A Helmholtz free-energy-driven, thermodynamically based diffuse-interface/phase-field method is used for the effective simulation of numerous advecting interfaces, while honoring the interfacial tension (IFT). The advective Cahn-Hilliard (CH) (mass-balance, energy dissipation) and Navier-Stokes (NS) (momentum-balance, incompressibility) equations are coupled to each other within the phase-field framework. Wettability on rock/fluid interfaces is accounted for by means of an energy-penalty-based wetting (contact-angle) boundary condition. Individual balance equations are discretized by use of a flexible discontinuous Galerkin (DG) method. The discretization of the mass-balance equation is semi-implicit in time using a convex/concave splitting of the energy term. The momentum-balance equation is split from the incompressibility constraint by a projection method and linearized with a Picard splitting. Mass- and momentum-balance equations are coupled to each other by means of operator splitting, and are solved sequentially.

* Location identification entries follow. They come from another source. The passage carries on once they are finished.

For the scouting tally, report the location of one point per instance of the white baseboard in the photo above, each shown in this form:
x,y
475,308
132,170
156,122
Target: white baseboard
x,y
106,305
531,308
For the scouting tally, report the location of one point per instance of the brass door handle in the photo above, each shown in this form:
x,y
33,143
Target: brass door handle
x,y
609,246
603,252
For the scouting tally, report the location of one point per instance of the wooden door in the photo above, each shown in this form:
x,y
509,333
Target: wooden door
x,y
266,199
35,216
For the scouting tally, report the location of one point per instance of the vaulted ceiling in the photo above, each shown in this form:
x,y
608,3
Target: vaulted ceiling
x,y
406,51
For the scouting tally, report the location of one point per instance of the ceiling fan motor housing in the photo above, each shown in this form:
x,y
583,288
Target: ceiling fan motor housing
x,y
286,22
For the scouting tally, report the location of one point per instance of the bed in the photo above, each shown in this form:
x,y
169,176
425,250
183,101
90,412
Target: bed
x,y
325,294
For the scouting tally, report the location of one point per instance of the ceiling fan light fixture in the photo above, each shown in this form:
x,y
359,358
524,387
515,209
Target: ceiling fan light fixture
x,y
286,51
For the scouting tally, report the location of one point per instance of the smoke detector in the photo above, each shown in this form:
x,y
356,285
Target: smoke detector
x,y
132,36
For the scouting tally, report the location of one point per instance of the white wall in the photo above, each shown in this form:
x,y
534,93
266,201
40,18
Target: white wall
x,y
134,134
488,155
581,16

We discuss the mathematical model and its DG discretization, and briefly introduce nonlinear and linear solution strategies. Numerical-validation tests show optimal convergence rates for the DG discretization, indicating the correctness of the numerical scheme and its implementation. Physical-validation tests demonstrate the consistency of the phase distribution and velocity fields simulated within our framework. Finally, two-phase-flow simulations on two real pore-scale images demonstrate the usefulness of the pore-scale simulator. The direct pore-scale numerical-simulation methodology rigorously considers the flow physics by directly acting on pore-scale images of rocks without remeshing. The proposed method is accurate, numerically robust, and exhibits the potential for tackling realistic problems.